【善悪の境界線の区別は人間に可能なのか】
父が自殺した。真相を追及する内、男は心の迷宮に踏み込んでしまう。観る人すべての倫理観を揺るがす憂いのノワールドラマ。
山田孝之さんが初めてプロデュースしたことで話題の『デイアンドナイト』は、無自覚なうちに抱え込む”心の闇”をテーマにした、実に骨太な作品でした。
テーマをセリフに託しすぎていて、道徳ビデオのようになっているのは、若干気になるところ。
しかし、答えを観客に委ねる問題提起型ドラマとして徹底されていて、作り手たちの真摯な姿勢が伺え好印象。
キャストも適材適所で、見応えもあります。
オリジナル版『恐怖の報酬』を彷彿とさせるクライマックスは、思わず前のめりになるど迫力。田中哲司さんはやっぱり凄い!
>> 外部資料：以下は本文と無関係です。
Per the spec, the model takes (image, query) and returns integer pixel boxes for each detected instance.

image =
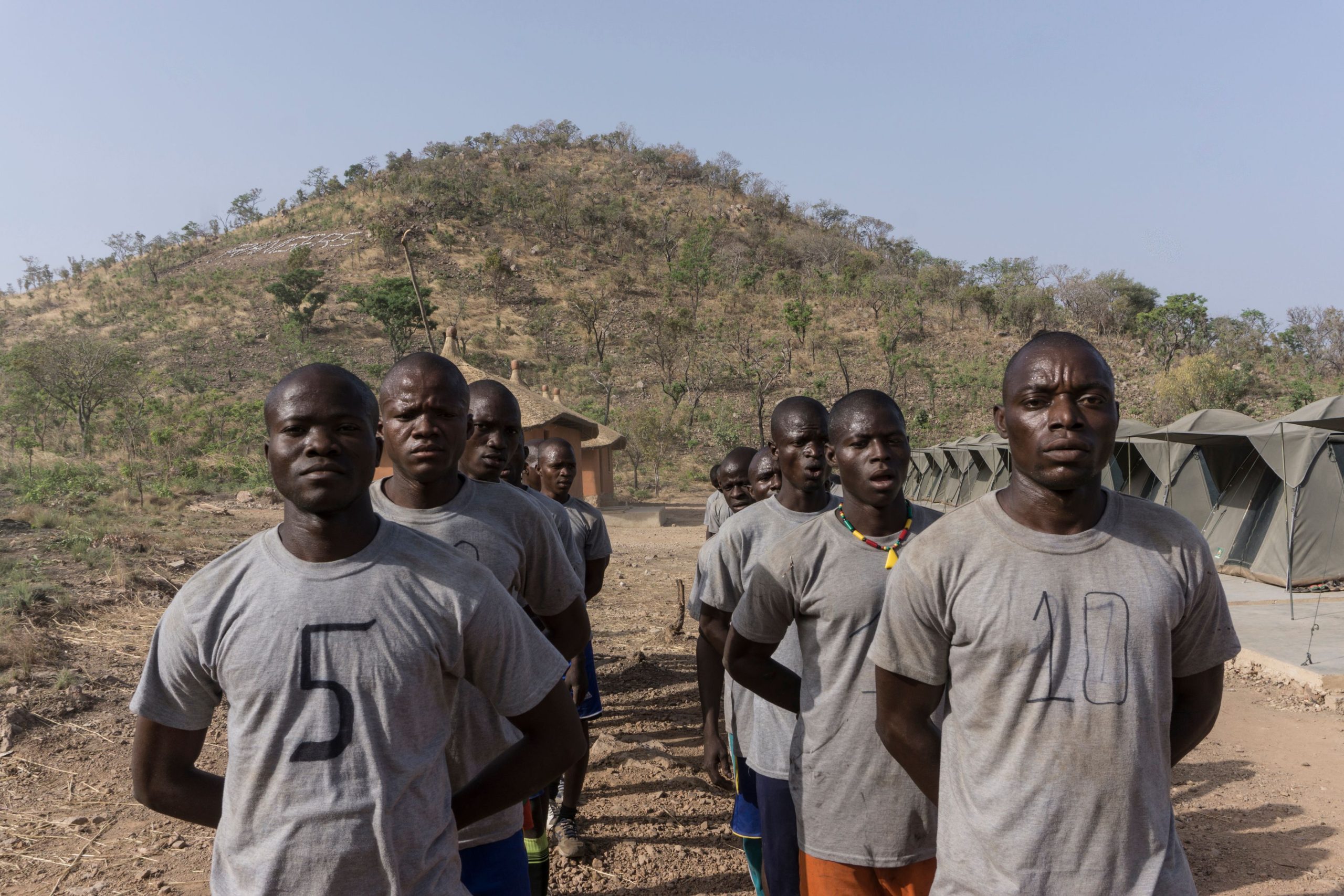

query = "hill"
[0,121,1344,500]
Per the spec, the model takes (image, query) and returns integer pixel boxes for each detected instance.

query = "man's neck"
[774,480,831,513]
[998,473,1106,535]
[842,492,910,539]
[279,492,380,563]
[380,469,466,511]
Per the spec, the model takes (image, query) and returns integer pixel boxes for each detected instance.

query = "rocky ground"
[0,501,1344,896]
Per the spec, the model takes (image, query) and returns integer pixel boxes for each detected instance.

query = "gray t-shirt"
[732,505,941,868]
[368,478,583,849]
[687,535,751,756]
[700,496,838,781]
[521,485,583,582]
[704,489,732,535]
[868,490,1239,896]
[130,520,564,896]
[561,494,612,562]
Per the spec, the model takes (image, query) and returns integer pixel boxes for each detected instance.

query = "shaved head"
[466,380,523,426]
[770,395,828,440]
[828,389,906,438]
[264,364,377,431]
[377,352,468,407]
[719,447,755,480]
[1003,331,1116,398]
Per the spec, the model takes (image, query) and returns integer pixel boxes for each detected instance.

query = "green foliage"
[265,246,331,340]
[1157,352,1255,418]
[341,277,438,363]
[1135,293,1208,371]
[781,298,813,345]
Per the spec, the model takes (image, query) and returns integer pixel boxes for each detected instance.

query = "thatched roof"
[450,357,605,447]
[583,423,625,451]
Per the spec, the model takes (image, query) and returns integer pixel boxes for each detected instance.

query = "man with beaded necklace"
[724,389,941,896]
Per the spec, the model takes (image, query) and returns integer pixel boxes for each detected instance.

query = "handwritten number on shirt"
[289,619,377,762]
[1027,591,1129,707]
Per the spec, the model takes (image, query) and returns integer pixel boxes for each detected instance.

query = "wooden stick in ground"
[47,815,117,896]
[402,227,442,355]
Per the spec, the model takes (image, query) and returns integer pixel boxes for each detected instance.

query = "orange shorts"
[799,850,938,896]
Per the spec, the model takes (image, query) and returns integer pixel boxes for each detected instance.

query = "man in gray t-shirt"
[130,364,581,896]
[869,333,1239,896]
[370,352,589,892]
[536,438,612,858]
[700,395,837,896]
[727,389,939,896]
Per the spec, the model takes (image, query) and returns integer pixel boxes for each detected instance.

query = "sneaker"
[555,818,586,858]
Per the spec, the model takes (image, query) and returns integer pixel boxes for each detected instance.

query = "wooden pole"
[401,227,442,355]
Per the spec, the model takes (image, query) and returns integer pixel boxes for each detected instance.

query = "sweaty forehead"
[1004,345,1116,395]
[377,367,468,407]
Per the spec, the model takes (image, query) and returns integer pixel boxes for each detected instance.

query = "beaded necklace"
[836,501,915,570]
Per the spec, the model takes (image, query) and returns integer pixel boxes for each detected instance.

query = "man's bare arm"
[130,716,225,827]
[583,557,612,600]
[695,631,732,787]
[876,666,943,805]
[723,626,802,713]
[700,603,732,655]
[1171,663,1223,766]
[542,598,591,657]
[453,682,587,827]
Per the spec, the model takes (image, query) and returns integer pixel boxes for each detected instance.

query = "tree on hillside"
[672,220,716,321]
[8,333,134,454]
[1287,307,1344,373]
[225,187,265,227]
[341,277,438,363]
[265,246,330,340]
[1135,293,1208,371]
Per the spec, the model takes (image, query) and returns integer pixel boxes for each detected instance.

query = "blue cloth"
[755,774,799,896]
[579,641,602,719]
[460,830,532,896]
[729,735,761,840]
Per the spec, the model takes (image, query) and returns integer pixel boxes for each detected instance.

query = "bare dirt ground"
[0,504,1344,896]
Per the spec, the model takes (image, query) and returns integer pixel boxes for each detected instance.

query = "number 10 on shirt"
[1027,591,1129,705]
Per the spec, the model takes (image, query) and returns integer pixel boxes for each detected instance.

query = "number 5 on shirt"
[289,619,377,762]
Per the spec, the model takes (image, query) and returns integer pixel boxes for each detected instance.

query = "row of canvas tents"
[906,395,1344,588]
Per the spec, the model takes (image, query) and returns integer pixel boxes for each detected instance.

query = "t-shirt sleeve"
[1172,545,1242,678]
[461,576,569,716]
[521,507,583,617]
[583,509,612,560]
[700,528,742,613]
[732,552,797,644]
[868,562,953,685]
[130,591,223,731]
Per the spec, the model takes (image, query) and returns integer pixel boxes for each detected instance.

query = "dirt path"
[0,505,1344,896]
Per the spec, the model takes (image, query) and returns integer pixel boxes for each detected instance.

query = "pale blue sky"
[0,0,1344,320]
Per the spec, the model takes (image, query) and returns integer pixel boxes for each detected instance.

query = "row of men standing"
[689,332,1239,896]
[132,353,612,896]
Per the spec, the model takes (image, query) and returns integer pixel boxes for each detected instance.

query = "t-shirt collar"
[257,517,401,582]
[976,489,1121,553]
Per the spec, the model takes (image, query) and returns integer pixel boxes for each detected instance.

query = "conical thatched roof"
[449,357,599,447]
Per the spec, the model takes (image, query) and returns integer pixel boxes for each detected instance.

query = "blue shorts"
[729,735,761,840]
[579,641,602,721]
[458,830,532,896]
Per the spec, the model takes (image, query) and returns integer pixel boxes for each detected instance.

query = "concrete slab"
[1222,575,1344,690]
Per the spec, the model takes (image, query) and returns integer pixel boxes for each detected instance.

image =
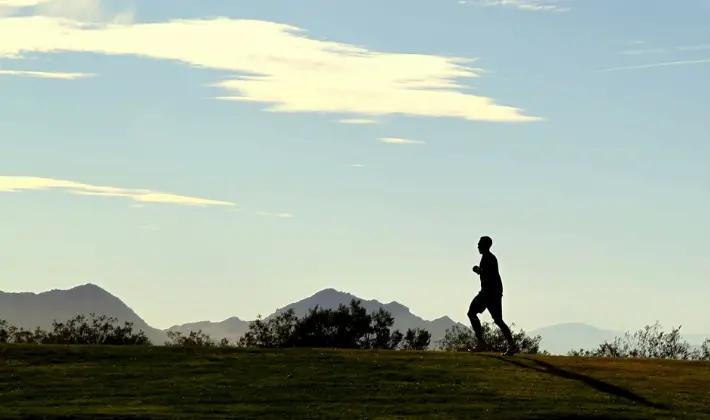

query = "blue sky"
[0,0,710,333]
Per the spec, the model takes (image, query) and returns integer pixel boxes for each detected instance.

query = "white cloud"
[0,70,95,80]
[0,176,235,206]
[621,44,710,55]
[459,0,571,12]
[377,137,424,144]
[338,118,377,124]
[0,0,133,23]
[600,58,710,73]
[676,44,710,51]
[256,211,293,219]
[621,48,668,55]
[0,14,541,122]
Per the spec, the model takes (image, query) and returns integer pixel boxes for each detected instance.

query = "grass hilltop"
[0,345,710,420]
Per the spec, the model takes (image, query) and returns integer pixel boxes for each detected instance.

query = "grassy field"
[0,346,710,420]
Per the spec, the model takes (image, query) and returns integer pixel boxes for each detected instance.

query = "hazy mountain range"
[0,284,710,354]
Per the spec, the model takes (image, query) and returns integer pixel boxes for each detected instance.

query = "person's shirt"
[478,252,503,293]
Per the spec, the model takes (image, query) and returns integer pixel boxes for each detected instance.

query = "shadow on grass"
[481,355,669,410]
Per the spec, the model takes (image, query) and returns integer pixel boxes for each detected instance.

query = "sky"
[0,0,710,333]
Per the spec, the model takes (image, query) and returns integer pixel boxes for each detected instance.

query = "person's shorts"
[468,290,503,321]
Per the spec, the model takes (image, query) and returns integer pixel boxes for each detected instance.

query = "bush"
[165,330,230,347]
[0,313,151,346]
[568,321,710,360]
[438,322,549,354]
[400,328,431,350]
[238,299,431,350]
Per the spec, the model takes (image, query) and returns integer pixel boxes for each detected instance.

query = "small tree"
[238,299,426,349]
[0,313,150,345]
[401,328,431,350]
[165,330,230,348]
[568,321,710,360]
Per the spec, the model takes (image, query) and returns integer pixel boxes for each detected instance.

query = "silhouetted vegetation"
[438,322,549,354]
[237,299,422,350]
[0,313,151,346]
[165,330,230,348]
[568,322,710,360]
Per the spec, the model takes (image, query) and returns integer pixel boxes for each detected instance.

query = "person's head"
[478,236,493,254]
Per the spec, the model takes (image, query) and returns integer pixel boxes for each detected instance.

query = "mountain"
[529,323,710,354]
[165,317,249,342]
[0,284,167,344]
[267,289,462,344]
[168,289,468,344]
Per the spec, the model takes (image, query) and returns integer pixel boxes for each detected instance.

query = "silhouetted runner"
[468,236,518,356]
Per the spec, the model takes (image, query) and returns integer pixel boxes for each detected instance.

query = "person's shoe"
[501,346,518,356]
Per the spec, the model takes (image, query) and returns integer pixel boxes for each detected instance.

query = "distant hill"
[0,284,710,354]
[168,289,468,344]
[165,317,249,342]
[0,284,167,344]
[529,323,710,354]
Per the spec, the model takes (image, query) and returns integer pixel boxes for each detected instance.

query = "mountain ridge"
[0,283,710,354]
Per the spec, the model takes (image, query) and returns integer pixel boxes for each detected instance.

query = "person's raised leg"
[487,296,518,356]
[467,293,488,351]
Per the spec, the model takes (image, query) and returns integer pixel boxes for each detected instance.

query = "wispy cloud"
[600,58,710,73]
[377,137,424,144]
[338,118,378,124]
[621,43,710,55]
[256,211,293,219]
[0,15,542,122]
[0,70,95,80]
[0,176,235,206]
[459,0,571,12]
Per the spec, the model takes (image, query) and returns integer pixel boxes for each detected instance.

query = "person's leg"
[467,293,486,347]
[487,294,515,352]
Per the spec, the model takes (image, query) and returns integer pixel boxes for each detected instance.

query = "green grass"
[0,346,710,420]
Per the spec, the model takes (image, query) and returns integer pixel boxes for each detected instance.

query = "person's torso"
[479,253,503,293]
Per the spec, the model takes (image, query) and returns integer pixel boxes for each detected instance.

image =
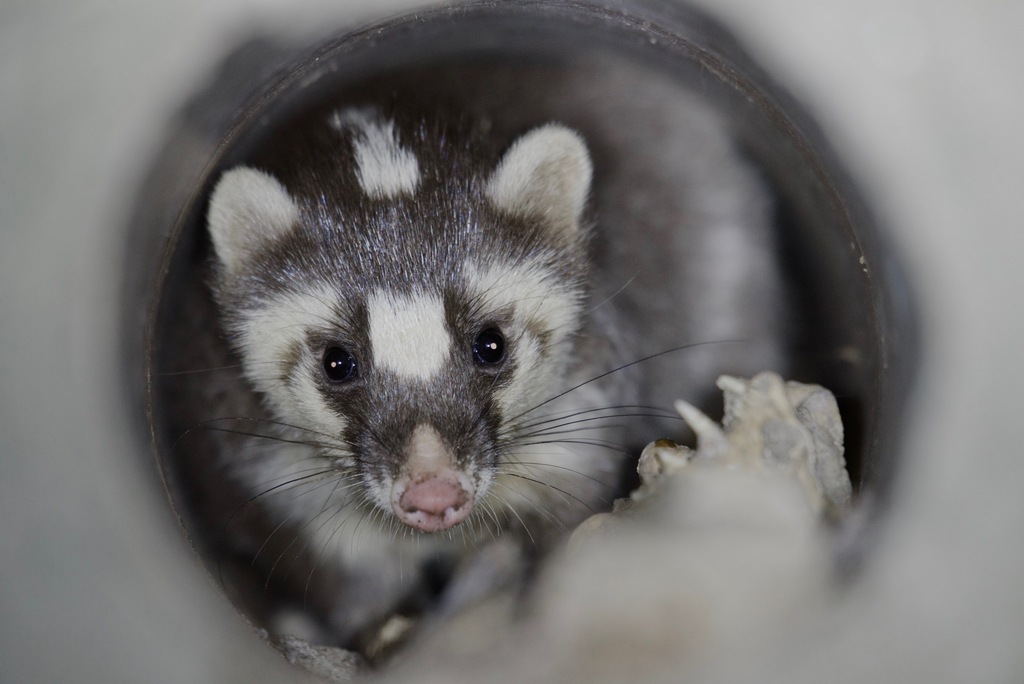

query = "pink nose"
[391,471,473,532]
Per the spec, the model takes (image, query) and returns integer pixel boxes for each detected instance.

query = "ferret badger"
[192,94,783,652]
[202,109,625,641]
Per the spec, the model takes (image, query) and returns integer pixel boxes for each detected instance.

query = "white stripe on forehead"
[331,109,420,199]
[367,290,452,380]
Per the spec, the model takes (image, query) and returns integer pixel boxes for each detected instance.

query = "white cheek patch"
[331,109,420,199]
[238,287,345,434]
[367,290,452,380]
[463,262,582,415]
[463,261,581,344]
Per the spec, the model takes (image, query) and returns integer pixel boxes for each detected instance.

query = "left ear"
[487,124,593,236]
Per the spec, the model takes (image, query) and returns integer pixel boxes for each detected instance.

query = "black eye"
[324,347,358,382]
[473,328,505,366]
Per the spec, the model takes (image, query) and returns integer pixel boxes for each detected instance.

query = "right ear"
[207,166,299,273]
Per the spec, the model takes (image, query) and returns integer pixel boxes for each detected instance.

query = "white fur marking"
[239,287,345,434]
[463,261,582,415]
[208,166,299,272]
[331,109,420,199]
[367,290,452,380]
[487,124,593,231]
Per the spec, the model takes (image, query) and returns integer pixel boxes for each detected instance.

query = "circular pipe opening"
[127,2,914,671]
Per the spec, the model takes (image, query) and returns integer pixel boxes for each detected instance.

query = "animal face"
[209,110,591,531]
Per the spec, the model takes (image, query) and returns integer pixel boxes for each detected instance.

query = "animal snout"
[391,470,473,532]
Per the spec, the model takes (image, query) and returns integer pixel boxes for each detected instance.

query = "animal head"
[208,110,591,531]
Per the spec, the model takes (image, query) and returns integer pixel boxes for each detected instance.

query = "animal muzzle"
[391,424,475,532]
[391,470,474,532]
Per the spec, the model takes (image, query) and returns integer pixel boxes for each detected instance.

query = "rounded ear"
[487,124,593,231]
[207,166,299,273]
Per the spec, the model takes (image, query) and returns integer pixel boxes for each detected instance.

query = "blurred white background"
[0,0,1024,682]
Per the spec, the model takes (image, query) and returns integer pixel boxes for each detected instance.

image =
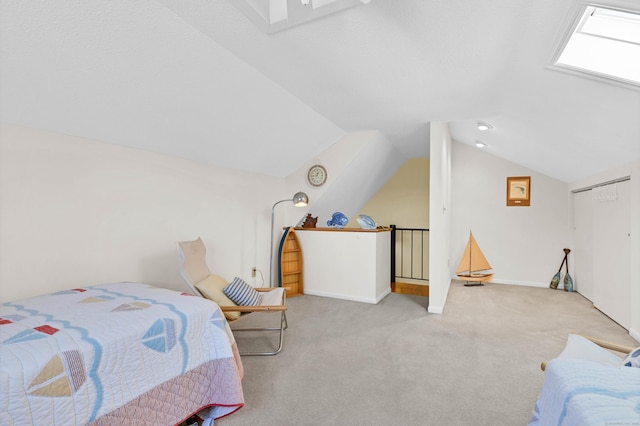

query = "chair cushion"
[223,277,262,306]
[196,274,240,321]
[260,287,284,306]
[178,237,211,283]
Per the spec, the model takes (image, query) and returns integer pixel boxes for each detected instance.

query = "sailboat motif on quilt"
[456,232,493,286]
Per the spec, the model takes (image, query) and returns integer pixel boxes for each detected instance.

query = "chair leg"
[232,311,289,356]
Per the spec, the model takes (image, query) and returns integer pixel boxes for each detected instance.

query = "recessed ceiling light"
[477,121,493,131]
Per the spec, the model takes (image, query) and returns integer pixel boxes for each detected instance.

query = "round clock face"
[307,164,327,186]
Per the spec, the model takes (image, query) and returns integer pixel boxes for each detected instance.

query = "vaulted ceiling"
[0,0,640,182]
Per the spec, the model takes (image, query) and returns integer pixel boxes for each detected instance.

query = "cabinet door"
[592,181,631,329]
[576,191,594,302]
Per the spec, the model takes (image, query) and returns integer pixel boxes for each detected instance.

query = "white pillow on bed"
[622,348,640,368]
[558,334,622,367]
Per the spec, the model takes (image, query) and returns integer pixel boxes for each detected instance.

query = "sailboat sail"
[456,232,493,281]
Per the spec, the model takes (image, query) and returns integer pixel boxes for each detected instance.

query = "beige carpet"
[216,282,640,426]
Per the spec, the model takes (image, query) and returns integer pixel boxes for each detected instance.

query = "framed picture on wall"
[507,176,531,207]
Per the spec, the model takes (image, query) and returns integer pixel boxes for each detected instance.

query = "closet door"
[576,190,595,302]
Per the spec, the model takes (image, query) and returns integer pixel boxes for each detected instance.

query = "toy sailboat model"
[456,232,493,286]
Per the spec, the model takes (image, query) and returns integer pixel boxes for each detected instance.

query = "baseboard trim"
[427,305,444,314]
[304,288,391,305]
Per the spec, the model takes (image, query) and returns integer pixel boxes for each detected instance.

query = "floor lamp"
[269,192,309,287]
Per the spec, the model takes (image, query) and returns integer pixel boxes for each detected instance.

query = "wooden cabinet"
[279,228,304,297]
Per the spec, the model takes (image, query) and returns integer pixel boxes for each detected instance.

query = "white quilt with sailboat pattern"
[0,283,243,425]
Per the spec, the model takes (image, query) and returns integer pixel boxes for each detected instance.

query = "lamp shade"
[291,192,309,207]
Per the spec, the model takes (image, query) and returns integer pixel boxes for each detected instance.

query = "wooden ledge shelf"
[293,227,391,232]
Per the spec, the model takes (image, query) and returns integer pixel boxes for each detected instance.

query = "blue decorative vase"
[327,212,349,228]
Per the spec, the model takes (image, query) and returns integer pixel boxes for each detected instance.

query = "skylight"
[554,6,640,87]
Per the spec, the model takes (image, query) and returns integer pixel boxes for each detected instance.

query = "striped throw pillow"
[222,277,262,306]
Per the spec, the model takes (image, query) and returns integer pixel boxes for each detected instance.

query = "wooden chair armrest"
[220,305,287,312]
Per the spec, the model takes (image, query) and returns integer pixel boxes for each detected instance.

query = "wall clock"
[307,164,327,186]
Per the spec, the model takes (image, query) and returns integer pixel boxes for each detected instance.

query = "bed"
[0,283,244,426]
[529,335,640,426]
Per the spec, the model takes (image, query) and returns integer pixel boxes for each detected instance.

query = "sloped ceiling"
[0,0,640,182]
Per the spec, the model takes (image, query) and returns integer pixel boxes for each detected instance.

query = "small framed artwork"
[507,176,531,207]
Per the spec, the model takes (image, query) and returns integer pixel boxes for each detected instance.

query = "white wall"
[569,161,640,341]
[287,130,406,227]
[428,122,452,314]
[451,142,571,287]
[0,125,284,301]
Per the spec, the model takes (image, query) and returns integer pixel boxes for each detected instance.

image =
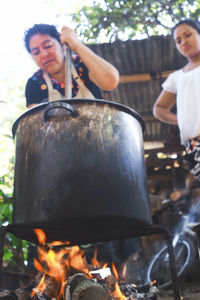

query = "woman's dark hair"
[172,19,200,34]
[24,24,61,53]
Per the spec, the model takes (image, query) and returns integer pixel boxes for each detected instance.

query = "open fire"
[25,229,158,300]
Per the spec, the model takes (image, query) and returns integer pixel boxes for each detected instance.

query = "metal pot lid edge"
[12,98,145,138]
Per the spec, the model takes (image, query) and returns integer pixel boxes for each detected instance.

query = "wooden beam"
[119,70,173,83]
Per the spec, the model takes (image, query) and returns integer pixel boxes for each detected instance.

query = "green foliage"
[0,78,28,271]
[73,0,200,42]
鑑賞後、朝まで語り合いたくなる人間ドラマでした。率直に意見交換のできる友人や家族とご覧になるのをオススメします。
※エンディングテーマは清原果耶さんが歌っていて、役名の大野奈々名義。これだけは納得いきませんでした。奈々は歌手・歌手志望という設定ではありません。なのになぜ奈々名義なのか? 骨太な社会派ドラマに、アイドル映画的仕掛けはそぐわないですよ。